FROM HIS EARLIEST YOUTH, Sa'adyah Gaon was drawn to the study of Hebrew. Hebrew linguistics did not develop as an independent field but as an ancillary discipline to biblical exegesis, on the one hand, and to poetry on the other. Biblical exegetes sought to plumb the linguistic depths of a particular sacred corpus, and their relationship to the Holy Tongue remained essentially passive, whereas the writing of poetry required an active knowledge of the appropriate language (which was not quite the same as biblical Hebrew). Both areas of study and creative effort played an important role in the Palestine-centred Jewish culture of Sa'adyah's upbringing, and before Sa'adyah's time Masoretes and liturgical poets alike had devoted considerable energies to linguistic study, each in their own way. But Sa'adyahwas the first to respond to these needs within Jewish culture and to the development of Arabic linguistics in the surrounding Muslim culture by studying the Hebrew language in a comprehensive and systematic way.

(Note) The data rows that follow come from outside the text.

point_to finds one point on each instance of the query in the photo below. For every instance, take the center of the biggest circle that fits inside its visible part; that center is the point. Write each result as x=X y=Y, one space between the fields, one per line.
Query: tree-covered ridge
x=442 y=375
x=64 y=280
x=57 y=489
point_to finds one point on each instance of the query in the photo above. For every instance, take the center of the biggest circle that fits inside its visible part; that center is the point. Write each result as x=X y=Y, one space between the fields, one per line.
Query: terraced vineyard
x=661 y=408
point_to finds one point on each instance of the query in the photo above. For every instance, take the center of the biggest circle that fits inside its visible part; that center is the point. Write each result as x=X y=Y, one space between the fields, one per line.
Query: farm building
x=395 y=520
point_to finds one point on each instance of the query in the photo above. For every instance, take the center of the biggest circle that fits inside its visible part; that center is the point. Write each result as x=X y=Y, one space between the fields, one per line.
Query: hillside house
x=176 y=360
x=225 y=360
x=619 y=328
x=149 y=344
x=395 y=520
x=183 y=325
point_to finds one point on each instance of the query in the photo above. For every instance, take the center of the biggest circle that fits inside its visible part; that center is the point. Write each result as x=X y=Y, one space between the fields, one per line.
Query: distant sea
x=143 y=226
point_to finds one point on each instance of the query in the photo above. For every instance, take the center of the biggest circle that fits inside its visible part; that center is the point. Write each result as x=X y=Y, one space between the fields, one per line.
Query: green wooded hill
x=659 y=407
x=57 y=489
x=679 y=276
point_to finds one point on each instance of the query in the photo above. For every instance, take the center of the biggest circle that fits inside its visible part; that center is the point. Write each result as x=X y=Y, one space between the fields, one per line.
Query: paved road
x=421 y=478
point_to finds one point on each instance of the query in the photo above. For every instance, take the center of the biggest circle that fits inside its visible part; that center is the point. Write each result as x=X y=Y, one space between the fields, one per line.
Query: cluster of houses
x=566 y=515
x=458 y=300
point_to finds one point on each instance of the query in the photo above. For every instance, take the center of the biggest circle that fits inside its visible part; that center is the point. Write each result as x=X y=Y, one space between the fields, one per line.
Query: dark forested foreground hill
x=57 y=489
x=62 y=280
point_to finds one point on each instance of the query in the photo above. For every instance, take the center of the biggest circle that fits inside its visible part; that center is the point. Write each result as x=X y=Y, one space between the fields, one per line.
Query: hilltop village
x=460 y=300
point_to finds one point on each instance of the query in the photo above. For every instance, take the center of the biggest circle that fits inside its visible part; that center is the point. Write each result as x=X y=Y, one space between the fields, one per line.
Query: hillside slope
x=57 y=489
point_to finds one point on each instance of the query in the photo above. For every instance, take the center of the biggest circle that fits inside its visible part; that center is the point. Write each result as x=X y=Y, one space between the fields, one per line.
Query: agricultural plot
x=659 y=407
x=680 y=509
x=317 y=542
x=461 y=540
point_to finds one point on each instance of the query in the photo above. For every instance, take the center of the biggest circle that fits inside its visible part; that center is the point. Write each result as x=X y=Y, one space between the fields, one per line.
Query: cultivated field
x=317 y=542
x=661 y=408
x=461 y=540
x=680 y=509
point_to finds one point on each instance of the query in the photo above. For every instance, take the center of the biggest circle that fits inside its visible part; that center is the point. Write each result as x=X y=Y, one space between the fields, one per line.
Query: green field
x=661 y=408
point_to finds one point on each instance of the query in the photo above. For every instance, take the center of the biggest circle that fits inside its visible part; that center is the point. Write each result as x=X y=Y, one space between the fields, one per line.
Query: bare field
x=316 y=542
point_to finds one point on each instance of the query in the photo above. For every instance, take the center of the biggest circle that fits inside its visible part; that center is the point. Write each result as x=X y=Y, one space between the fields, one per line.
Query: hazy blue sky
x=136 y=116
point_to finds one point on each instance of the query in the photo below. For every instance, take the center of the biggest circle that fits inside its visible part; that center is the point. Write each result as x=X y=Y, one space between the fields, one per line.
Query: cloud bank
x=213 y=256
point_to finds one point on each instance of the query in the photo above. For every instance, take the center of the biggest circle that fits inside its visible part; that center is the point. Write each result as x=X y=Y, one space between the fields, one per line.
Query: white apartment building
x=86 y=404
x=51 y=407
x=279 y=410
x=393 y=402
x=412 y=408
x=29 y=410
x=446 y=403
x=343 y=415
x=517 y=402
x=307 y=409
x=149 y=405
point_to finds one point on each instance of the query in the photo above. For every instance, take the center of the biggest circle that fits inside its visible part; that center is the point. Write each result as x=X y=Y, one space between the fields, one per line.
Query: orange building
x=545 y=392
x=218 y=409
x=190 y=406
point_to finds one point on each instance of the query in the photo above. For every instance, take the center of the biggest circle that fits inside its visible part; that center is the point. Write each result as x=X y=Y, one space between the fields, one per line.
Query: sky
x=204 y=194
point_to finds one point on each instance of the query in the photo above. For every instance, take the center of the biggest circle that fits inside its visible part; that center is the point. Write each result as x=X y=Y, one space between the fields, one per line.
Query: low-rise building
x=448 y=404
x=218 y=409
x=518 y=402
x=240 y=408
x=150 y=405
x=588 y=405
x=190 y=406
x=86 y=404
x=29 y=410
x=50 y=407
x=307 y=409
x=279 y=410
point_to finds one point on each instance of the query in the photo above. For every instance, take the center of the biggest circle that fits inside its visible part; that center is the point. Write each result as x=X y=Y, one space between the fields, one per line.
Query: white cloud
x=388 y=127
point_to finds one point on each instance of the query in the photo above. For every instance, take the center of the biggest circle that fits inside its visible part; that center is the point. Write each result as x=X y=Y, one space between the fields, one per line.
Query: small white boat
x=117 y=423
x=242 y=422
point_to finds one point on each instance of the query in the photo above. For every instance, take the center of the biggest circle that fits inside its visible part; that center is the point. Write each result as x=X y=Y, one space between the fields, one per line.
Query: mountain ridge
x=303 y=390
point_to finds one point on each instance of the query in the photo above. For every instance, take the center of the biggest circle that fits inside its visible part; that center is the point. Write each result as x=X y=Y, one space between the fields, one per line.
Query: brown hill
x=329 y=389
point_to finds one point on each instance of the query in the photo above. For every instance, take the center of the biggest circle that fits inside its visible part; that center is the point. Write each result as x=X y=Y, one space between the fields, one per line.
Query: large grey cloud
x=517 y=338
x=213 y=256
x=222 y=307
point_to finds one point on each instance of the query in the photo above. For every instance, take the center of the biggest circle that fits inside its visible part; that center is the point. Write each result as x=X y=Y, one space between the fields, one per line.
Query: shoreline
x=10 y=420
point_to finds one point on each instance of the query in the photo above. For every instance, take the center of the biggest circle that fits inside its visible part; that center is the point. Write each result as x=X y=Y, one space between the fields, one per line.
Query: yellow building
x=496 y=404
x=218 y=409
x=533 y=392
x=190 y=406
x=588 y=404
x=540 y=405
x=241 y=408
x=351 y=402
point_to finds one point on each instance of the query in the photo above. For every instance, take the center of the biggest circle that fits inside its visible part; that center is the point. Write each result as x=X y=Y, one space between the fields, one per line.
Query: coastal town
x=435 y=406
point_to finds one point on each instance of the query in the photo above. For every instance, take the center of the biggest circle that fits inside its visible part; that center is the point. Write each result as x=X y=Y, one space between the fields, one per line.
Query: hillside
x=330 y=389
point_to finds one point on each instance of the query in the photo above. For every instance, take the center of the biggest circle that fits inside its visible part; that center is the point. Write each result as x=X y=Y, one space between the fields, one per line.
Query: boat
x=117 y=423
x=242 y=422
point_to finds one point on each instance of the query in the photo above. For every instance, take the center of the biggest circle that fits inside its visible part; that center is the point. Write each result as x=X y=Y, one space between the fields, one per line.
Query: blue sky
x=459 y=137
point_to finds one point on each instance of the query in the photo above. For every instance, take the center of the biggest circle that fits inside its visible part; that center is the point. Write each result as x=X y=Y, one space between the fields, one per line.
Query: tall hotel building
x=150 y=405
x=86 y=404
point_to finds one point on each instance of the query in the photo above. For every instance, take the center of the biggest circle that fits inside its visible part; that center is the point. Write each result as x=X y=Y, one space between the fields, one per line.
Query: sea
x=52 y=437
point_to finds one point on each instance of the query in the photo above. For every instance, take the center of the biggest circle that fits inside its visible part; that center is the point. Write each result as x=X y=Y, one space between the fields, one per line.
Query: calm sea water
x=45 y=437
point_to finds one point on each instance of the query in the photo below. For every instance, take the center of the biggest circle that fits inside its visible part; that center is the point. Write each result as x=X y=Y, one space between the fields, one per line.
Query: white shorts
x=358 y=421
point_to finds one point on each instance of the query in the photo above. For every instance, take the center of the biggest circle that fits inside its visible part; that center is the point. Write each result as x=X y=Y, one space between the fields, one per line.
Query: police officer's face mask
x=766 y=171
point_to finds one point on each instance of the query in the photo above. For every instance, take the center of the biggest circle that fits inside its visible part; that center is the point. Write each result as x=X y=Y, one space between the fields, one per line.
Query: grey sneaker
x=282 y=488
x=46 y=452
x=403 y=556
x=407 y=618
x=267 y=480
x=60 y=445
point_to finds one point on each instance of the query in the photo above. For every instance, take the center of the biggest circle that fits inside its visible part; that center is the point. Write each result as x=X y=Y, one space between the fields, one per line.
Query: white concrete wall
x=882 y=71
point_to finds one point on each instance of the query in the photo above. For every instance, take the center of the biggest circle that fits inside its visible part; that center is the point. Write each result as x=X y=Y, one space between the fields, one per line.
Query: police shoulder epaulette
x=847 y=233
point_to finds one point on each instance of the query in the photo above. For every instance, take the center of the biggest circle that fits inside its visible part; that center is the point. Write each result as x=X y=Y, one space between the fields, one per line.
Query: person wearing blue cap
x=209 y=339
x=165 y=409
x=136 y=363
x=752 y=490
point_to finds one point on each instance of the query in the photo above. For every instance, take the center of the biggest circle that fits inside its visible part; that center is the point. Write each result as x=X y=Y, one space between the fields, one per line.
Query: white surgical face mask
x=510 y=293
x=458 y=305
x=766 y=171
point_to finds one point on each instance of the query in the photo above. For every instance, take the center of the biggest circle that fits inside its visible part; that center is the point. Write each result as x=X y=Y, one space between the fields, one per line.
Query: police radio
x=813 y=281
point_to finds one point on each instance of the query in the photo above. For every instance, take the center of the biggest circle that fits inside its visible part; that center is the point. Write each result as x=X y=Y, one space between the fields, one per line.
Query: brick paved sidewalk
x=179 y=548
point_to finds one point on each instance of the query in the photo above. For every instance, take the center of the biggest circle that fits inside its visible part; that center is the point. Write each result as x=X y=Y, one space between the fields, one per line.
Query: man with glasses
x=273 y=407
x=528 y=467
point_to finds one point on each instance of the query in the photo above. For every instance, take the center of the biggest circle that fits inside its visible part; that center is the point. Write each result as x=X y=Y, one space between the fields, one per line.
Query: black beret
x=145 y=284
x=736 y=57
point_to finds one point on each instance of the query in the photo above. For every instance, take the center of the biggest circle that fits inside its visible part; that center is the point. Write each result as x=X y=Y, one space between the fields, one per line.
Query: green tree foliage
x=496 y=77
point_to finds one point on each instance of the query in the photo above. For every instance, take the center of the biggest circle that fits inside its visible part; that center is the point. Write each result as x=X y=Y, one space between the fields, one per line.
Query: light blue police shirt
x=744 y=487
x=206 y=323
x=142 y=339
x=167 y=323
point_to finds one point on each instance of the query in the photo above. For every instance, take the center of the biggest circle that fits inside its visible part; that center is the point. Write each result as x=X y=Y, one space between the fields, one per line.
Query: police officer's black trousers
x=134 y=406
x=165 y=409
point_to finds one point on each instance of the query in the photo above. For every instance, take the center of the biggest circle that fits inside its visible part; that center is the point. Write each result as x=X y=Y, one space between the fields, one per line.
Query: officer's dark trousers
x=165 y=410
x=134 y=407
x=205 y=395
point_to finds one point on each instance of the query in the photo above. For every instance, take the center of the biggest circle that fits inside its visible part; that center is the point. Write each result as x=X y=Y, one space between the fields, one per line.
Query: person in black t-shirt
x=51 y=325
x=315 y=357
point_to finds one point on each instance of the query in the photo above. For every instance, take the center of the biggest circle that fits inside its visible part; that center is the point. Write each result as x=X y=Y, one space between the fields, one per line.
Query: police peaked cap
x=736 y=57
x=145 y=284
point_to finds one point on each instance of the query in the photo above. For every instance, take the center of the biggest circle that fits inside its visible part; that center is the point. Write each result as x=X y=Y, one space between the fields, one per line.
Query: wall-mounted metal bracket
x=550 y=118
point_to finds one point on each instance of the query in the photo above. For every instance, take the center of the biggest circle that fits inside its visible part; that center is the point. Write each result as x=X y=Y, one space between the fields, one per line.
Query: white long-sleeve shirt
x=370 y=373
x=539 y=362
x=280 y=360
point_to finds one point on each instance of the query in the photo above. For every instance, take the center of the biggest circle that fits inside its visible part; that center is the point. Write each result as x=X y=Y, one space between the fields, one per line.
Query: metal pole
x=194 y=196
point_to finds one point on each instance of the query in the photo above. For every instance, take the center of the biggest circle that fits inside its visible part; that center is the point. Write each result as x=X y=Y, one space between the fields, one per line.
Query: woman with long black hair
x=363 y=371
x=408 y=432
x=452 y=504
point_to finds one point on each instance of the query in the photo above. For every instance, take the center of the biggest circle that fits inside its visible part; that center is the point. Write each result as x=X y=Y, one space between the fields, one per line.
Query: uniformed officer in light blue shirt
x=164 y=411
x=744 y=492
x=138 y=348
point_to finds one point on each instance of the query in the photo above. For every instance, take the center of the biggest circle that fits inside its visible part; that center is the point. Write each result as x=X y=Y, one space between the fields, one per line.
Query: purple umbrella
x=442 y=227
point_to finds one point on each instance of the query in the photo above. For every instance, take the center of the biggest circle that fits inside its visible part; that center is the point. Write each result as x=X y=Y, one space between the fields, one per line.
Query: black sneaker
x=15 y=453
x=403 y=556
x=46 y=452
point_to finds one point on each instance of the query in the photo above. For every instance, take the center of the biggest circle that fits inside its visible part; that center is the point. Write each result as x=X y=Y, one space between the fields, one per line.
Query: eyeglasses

First Breakthrough: The Egron

While still in Egypt, at the precocious age of 20 Sa'adyah published the first edition of the Egron, which may have been his earliest work.1 In his preface to the book, written in a lofty style and pseudo-biblical language, he presents a historical survey of the Hebrew language and a statement of his reasons for composing such a work, referring to himself as ‘the collector’ or ‘compiler’. Hebrew, he explains, is the Holy Tongue, the language of God and the angels, and man's primordial speech from Creation, until the sin of the Tower of Babel led to the dispersal of the various nations and languages, as recounted in Genesis II. Thereafter the Hebrew language became the unique heritage of the sons of Ever, apparently identified with the original ‘Hebrews’, in consequence of their faithfulness to God. The nation of Israel evolved out of this group and retained its language in the course of many wanderings ‘throughout the earth’ until at last they returned to the Land of Israel. But after the destruction of the First Temple, when most of the Jews were exiled from their land, the status of the Hebrew language declined.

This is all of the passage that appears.